2. Une réorientation nécessaire de la politique immobilière
Au delà des difficultés liées à l'organisation administrative et à la complexité des procédures qui régissent les opérations immobilières du ministère, force est de constater que sa politique d'investissement est traditionnellement soumise à des aléas, politiques comme techniques, qui aboutissent à ce que nombre de programmes connaissent d'importants retards ou soient, en cours de réalisation, profondément modifiés.
A l'évidence, cet état de fait concourt à la sous-consommation des crédits d'investissement, en créant un décalage entre, d'une part, l'annonce de la réalisation d'une opération et l'ouverture concomitante d'autorisations de programme, et, d'autre part, l'engagement et l'affectation des crédits de paiement.
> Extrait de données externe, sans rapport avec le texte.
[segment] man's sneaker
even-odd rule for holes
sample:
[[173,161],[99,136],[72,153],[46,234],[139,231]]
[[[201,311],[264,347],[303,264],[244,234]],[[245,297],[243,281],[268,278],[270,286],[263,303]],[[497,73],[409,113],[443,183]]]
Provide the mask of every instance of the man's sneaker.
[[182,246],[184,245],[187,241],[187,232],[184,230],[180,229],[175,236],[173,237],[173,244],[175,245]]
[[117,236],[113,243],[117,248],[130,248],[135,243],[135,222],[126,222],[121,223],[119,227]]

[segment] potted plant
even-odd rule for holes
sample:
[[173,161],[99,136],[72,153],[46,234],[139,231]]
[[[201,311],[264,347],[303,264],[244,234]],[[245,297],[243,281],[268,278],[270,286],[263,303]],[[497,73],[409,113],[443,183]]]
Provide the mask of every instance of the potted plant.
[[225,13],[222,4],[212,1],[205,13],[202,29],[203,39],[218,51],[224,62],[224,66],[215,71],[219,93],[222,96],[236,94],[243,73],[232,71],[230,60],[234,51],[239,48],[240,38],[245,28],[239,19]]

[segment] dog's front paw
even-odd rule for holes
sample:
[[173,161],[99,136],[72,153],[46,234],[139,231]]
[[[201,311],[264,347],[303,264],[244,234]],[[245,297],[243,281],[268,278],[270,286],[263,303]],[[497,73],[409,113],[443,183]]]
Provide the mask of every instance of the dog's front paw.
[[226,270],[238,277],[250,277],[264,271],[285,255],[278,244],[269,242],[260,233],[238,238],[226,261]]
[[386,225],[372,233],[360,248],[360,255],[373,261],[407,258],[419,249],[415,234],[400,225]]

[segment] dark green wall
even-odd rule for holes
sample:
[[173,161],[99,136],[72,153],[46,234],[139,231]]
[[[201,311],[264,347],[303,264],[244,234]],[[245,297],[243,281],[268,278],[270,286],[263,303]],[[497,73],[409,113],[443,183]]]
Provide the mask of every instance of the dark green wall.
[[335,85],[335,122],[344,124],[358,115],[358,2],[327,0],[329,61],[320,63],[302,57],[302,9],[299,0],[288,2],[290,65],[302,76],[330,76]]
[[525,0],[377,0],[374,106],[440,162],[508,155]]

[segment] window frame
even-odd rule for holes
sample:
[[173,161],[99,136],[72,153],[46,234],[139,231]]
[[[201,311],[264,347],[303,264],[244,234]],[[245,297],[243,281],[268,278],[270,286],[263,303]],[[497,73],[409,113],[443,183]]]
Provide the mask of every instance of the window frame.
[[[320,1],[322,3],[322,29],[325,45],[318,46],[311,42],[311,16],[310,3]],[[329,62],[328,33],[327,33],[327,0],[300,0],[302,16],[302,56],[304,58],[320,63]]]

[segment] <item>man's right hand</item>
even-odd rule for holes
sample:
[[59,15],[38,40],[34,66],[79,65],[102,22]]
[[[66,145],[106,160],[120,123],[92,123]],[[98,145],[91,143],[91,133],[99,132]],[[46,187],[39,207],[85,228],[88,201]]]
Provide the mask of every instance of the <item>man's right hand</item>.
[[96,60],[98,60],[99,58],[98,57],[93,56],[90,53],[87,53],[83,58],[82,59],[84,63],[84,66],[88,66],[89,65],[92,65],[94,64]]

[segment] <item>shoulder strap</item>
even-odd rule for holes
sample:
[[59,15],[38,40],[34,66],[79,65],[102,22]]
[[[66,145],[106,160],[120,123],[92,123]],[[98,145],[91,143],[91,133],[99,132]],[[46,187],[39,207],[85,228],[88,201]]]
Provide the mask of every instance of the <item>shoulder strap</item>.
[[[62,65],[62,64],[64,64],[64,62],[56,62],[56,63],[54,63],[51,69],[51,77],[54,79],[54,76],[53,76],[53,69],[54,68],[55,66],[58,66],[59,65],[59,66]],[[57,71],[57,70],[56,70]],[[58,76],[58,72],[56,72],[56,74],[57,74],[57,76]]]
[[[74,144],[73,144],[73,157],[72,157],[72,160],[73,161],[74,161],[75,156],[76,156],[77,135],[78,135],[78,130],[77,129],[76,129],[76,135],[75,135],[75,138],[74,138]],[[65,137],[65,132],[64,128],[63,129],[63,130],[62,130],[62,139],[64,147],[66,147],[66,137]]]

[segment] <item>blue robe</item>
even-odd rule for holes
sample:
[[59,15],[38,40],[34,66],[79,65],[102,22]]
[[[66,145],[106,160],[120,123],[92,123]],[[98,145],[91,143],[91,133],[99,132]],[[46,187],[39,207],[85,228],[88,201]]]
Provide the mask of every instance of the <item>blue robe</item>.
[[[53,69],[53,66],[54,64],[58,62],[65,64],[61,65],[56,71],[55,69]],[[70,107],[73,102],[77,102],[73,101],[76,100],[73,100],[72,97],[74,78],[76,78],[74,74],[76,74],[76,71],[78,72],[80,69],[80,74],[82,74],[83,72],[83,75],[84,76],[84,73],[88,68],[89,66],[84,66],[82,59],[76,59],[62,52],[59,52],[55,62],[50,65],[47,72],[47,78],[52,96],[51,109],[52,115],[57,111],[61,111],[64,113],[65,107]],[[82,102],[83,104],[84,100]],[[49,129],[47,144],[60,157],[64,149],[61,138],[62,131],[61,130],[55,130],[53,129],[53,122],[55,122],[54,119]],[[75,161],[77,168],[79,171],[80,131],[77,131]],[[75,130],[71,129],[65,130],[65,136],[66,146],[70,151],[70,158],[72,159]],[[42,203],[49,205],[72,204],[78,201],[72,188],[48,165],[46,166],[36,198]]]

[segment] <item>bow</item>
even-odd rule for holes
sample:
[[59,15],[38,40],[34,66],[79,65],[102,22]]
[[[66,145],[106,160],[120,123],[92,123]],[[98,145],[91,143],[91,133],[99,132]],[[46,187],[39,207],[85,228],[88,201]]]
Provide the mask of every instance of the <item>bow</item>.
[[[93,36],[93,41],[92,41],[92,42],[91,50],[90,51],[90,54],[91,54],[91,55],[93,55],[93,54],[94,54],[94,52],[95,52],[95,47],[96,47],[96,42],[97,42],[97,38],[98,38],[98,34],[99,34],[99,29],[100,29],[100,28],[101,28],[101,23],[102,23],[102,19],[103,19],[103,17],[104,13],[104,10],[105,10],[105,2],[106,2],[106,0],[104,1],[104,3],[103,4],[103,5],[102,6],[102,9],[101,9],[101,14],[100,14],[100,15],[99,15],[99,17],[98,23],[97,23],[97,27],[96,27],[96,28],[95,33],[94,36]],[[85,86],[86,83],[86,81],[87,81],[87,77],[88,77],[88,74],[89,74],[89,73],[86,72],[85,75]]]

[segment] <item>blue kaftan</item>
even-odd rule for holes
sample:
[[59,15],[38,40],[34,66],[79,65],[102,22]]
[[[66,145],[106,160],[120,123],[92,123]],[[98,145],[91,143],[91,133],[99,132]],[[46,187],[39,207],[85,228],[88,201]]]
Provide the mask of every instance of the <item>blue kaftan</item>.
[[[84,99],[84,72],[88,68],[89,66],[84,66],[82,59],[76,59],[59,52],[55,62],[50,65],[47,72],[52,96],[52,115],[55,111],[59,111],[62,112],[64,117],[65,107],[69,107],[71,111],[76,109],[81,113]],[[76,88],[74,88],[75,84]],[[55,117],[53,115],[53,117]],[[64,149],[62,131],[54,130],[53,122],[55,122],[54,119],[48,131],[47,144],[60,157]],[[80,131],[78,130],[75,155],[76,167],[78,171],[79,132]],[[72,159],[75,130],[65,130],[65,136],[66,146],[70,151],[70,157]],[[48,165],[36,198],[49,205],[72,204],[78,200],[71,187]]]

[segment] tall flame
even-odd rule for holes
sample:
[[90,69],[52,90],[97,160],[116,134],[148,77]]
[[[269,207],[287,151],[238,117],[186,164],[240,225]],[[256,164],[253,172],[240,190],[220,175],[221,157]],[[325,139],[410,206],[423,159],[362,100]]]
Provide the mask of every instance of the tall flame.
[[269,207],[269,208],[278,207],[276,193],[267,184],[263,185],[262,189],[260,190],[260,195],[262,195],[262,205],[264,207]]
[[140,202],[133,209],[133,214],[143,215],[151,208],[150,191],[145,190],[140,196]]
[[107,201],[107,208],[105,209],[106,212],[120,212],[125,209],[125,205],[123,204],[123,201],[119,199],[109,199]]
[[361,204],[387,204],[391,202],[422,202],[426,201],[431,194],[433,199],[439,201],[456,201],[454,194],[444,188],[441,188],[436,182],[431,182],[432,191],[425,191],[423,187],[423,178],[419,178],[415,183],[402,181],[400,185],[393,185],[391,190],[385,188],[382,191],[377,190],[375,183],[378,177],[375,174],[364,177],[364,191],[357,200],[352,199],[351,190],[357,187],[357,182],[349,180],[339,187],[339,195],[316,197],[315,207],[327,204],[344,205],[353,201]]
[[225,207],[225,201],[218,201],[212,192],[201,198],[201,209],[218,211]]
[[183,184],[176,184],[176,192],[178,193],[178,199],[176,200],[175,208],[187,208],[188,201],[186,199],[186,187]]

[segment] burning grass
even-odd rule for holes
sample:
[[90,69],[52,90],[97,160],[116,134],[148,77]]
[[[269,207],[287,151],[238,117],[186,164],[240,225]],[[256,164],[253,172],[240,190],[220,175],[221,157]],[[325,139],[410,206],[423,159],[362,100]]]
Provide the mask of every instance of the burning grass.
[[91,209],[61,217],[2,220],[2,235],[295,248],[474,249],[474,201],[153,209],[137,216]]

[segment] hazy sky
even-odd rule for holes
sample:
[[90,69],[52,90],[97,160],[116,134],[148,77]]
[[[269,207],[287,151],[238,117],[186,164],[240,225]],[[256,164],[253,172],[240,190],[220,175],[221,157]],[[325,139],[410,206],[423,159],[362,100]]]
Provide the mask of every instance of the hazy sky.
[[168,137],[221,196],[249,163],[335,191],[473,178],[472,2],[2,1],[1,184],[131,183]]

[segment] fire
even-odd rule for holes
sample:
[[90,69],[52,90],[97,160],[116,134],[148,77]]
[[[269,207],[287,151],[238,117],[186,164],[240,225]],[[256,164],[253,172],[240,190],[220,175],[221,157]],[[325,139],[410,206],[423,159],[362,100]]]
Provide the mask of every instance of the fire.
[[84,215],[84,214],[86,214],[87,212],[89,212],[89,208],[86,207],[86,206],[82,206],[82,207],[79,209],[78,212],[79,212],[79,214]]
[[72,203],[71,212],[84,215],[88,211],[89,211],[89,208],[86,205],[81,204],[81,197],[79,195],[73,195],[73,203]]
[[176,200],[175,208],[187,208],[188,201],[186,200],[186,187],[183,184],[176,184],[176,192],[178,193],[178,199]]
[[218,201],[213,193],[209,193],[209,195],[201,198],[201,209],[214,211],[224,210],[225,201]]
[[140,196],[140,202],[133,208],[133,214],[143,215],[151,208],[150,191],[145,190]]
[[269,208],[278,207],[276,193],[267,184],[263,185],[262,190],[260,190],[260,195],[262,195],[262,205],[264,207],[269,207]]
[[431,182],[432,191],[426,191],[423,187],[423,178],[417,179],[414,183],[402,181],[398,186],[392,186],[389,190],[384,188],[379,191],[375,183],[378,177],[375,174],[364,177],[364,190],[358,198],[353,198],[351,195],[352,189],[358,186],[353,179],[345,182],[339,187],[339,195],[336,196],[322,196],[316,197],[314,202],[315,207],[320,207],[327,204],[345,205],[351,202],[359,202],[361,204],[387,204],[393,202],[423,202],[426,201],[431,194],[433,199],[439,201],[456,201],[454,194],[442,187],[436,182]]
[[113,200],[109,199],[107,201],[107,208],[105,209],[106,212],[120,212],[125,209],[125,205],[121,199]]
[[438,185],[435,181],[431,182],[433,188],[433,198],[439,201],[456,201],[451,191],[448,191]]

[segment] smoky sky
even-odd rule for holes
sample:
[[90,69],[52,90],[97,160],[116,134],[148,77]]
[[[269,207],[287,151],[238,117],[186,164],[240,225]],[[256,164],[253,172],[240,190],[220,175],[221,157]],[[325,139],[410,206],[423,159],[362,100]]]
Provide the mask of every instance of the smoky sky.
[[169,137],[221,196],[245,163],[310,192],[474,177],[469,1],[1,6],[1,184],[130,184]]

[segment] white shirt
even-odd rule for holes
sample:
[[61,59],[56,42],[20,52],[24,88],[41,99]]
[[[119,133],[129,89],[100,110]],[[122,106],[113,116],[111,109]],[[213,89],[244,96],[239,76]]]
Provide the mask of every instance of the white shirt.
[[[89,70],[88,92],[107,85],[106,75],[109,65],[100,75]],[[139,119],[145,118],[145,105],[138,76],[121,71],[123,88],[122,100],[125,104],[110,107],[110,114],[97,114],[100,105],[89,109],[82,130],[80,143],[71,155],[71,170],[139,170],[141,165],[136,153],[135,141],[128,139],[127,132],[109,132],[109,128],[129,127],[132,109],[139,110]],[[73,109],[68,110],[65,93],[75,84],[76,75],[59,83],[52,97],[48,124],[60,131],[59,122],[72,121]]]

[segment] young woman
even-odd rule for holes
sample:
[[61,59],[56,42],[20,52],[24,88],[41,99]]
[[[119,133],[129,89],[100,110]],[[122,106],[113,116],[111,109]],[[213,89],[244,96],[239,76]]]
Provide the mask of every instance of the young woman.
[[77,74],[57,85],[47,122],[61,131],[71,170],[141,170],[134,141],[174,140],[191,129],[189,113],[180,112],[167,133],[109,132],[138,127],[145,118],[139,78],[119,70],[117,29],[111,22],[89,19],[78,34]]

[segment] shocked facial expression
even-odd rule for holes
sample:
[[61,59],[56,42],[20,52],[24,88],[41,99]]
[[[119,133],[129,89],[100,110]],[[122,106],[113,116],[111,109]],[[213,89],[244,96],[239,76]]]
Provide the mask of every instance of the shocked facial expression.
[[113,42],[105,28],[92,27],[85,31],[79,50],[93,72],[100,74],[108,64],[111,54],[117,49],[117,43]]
Ce constat n'est pas nouveau, et c'est sans doute l'absence d'infléchissement de la politique immobilière qui le rend navrant.
A cet égard, le cas du projet du « 51, rue de Bercy » illustre le coût d'une politique immobilière mal maîtrisée.
Le ministère de la culture a acquis en 1999 un bâtiment situé dans le parc de Bercy conçu par l'architecte Franck Gehry pour abriter l'American center pour un montant de 24 millions d'euros.
Le projet était alors d'y créer une « Maison du cinéma», succédané du programme de « Palais du cinéma » dont l'installation au Palais de Tokyo avait été un temps envisagée.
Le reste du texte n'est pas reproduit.